Stream Smart road crossings are designed to let the stream flow naturally beneath them. This keeps the stream habitat healthier and allows fish and other aquatic organisms to pass through. These crossings also tend to last longer, reduce maintenance costs, and improve public safety. The goal of Stream Smart road crossings is to connect fish and wildlife habitat while protecting roads to improve infrastructure resiliency and public safety. 

The US Fish and Wildlife Service (Service), through programs such as the National Fish Passage Program, works with local communities to restore rivers and conserve our nation’s aquatic resources by removing or bypassing barriers. The Service has launched the Stream Smart training program so that communities and other partners can learn more about why and how to design and install Stream Smart crossings.  

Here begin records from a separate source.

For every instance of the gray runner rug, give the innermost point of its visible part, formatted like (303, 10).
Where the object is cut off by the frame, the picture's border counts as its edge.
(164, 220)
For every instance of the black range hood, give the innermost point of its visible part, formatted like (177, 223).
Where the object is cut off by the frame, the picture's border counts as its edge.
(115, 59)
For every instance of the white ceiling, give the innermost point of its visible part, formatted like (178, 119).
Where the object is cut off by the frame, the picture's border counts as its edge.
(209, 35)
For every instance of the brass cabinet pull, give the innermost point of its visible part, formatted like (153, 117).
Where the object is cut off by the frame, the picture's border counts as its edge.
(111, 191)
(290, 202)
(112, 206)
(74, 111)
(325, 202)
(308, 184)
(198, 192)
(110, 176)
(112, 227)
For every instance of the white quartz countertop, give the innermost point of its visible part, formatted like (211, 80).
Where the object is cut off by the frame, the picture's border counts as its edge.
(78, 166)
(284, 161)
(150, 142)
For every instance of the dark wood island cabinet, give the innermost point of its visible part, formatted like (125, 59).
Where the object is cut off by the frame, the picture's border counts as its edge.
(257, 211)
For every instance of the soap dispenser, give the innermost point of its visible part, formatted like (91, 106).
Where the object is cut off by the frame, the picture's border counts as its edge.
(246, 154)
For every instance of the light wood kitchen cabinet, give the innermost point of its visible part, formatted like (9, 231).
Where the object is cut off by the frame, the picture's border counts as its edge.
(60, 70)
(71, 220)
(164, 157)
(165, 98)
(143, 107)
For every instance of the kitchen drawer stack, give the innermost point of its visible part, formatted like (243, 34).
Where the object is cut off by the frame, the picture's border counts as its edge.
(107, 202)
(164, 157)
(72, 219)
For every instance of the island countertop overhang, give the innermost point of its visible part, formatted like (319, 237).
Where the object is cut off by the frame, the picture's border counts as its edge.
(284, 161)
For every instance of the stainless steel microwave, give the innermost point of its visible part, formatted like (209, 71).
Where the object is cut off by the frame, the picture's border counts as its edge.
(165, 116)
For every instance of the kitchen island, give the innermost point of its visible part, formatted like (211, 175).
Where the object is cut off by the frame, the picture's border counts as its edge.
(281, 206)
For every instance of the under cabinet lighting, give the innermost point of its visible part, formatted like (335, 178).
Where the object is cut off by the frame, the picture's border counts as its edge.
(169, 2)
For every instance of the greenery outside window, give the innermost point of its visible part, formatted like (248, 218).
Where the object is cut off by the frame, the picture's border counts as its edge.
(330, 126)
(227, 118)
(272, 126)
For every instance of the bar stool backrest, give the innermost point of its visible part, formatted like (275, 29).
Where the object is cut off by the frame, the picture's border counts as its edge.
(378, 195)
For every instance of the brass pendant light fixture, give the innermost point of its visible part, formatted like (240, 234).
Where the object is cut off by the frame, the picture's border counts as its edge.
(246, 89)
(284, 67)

Stream Smart is a training program and resource for anyone interested in planning, designing, or constructing road-stream crossings. The program was first launched in 2011 through Maine Audubon, in collaboration with the Service and other partners working in Maine. Numerous workshops and trainings have been offered since, leading to projects that have reconnected hundreds of miles of stream habitat in Maine for fish and wildlife. In collaboration with partner organizations, the Service has now developed Stream Smart trainings in other states across the northeast US.  


The Service offers Stream Smart training to state and local resource and transportation agencies, conservation organizations, and other partners whose work may involve planning or constructing road-stream crossings, restoring connectivity to rivers for fish and other aquatic species, and improving resiliency of road-stream crossings to storms.


See the events page to find a training near you.  

The Service offers the training in various locations across the northeast from Maine to West Virginia. We work with partner organizations to plan and implement the trainings, and we can work with you to develop and offer the Stream Smart training in a location near you.  

If you are interested in helping to lead a Stream Smart training in your area, please reach out to the contacts below. 


Stream Smart is a one-day course for agency staff, local municipalities, consultants, interested citizens, and other partners.  

Through presentations and stream model demonstrations, participants will learn about the fundamental principles of Stream Simulation Design (the ecosystem-based approach developed by the USDA Forest Service for designing and constructing road-stream crossings), including the advantages of better stream crossings to improve aquatic habitat connectivity and resilience of roads to storm flows. The course will provide presentations and discussions on the following:  

  • Introductory concepts in the value of stream smart road crossings, including economic, habitat, and ecological values, as well as problems posed by crossings as barriers to aquatic connectivity. 
  • Regulatory guidelines for the state where the workshop is held.  
  • Technical guidance on how to create stream smart crossings, including information on assessment techniques and design principles. 
  • Cost and benefits of stream smart crossings, including long term cost savings and benefits relative to increased risk of more frequent and intense storm flows. 
  • Use of stream table models to demonstrate stream processes, problems of stream crossing barriers, and advantages of stream smart crossings.